Kissoon wrote that he felt such racially-anchored politics was peculiar to Indo-Guyanese, not to their counterparts in Trinidad & Tobago, Mauritius or Fiji.

Well I have news for Freddie: I don't know about the latter two island-states, but when it comes to political allegiance, more than 75 percent of Indo-Trinis vote for whichever party is seen as the main Indian force, matters not if its principals are seen as being corrupt, inept or anything else negative.

I dare argue that except for the pre-1970 period when Dr Eric Williams and the PNM commanded maybe 80 percent of the Afro-votes purely on race and Williams's charisma, most Afro-Trinis have shed blind race-loyalty. Of course, I don't have any empirical evidence to support this claim. But tell me, what accounted for Karl Hudson-Phillips's ONR polling 91,000 votes in 1981? Or the ANR Robinson-led NAR sweeping the 1986 election 33-3? And Patrick Manning losing in 2010?

The Afro-vote has long ceased to be racially anchored. Mostly, the Indo-vote remains a monolith that is manipulated by, not the party, but the Chief (Panday-till-ah-dead, pre-2010, then Queen Kamla), which is an even worse form of tribalism than what obtains among Indo-Guyanese. This thinly-veiled racialism (not racism) spans the societal strata. It includes relics of an indenture-era long gone, beneficiaries of an education system that did not discriminate by race, and yes, Freddie, even professionals and professors.

When so accused, they invoke righteous indignation: Me? I am no racist! And indeed they aren't. In Trinidad, almost everyone from different ethnicities has friends, even relatives, of other races. We mix socially, as neighbours, at schools and workplaces, at fetes, funerals and so on.

But when it comes to politics, Indians don't mince matters: "apan jhat" is the guiding and deciding factor.
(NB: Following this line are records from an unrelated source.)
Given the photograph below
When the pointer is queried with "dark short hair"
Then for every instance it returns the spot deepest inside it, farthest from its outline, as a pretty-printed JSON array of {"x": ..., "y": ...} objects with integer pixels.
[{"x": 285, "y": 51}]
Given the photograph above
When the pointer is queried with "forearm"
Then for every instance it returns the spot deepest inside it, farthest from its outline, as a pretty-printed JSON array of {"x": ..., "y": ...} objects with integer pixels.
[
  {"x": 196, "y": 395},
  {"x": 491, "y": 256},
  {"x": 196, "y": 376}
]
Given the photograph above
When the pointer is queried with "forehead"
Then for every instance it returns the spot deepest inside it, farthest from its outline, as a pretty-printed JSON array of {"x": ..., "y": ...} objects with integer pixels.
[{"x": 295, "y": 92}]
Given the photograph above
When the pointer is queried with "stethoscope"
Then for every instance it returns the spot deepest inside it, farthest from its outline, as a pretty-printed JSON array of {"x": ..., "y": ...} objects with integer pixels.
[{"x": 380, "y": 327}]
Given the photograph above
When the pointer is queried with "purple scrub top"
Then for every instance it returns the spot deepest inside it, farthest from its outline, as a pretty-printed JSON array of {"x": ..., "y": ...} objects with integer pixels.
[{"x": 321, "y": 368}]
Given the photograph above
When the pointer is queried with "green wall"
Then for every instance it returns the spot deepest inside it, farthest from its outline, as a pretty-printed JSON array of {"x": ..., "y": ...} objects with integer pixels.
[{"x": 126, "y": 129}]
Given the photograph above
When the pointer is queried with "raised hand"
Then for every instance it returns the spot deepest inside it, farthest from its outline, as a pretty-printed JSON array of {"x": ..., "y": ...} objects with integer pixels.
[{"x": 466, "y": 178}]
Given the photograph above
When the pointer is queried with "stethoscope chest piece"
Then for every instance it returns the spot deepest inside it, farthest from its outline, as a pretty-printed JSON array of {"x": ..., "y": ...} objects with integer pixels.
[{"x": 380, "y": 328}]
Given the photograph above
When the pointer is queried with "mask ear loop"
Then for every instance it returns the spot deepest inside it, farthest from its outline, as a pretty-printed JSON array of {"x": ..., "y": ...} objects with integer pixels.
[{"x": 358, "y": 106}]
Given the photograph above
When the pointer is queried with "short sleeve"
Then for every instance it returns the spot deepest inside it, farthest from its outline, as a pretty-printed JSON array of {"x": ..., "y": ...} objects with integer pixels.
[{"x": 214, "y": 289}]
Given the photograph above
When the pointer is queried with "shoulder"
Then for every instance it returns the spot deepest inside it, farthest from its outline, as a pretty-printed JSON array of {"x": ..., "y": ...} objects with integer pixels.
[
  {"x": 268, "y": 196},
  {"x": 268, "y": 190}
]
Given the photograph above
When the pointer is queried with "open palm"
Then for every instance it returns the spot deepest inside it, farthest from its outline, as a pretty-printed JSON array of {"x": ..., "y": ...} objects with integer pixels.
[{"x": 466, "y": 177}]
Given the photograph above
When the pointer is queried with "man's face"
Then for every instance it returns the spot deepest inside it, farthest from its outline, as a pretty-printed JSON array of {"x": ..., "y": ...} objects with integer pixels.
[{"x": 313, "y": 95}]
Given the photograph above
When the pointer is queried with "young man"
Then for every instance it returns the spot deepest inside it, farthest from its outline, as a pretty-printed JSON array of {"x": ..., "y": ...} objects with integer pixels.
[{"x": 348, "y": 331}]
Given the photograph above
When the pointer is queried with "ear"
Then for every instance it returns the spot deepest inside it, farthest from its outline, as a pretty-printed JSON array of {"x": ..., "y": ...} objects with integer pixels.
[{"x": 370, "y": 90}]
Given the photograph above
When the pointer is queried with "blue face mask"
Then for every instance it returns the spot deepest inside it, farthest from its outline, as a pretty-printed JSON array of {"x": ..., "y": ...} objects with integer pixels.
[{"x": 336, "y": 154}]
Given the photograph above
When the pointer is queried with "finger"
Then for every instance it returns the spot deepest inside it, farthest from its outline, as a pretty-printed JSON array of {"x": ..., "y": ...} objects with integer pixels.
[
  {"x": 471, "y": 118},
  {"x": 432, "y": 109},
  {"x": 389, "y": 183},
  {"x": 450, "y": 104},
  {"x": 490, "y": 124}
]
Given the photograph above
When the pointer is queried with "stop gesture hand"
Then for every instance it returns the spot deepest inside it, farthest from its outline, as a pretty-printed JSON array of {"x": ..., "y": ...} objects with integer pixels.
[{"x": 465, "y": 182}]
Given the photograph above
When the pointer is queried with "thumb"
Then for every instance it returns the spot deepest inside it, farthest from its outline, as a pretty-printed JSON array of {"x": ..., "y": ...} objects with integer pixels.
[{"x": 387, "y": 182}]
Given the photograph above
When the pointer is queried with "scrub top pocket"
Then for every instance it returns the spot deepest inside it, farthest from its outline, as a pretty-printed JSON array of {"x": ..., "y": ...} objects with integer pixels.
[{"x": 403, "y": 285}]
Hey, but I voted for Robinson in 1986! Yes, because Panday told you to. Yow! Look at how many Afros we have in our ranks! Sure, they are window dressing that can be changed overnight-ask Jack Warner and sundry others.

Tribalism among most Indians, and, I imagine, some other ethnicities elsewhere in the world, cannot be easily explained. We are doomed to dwell with this anachronism in this life and the next, in Guyana, Trinidad — a case of marking time in perpetuity.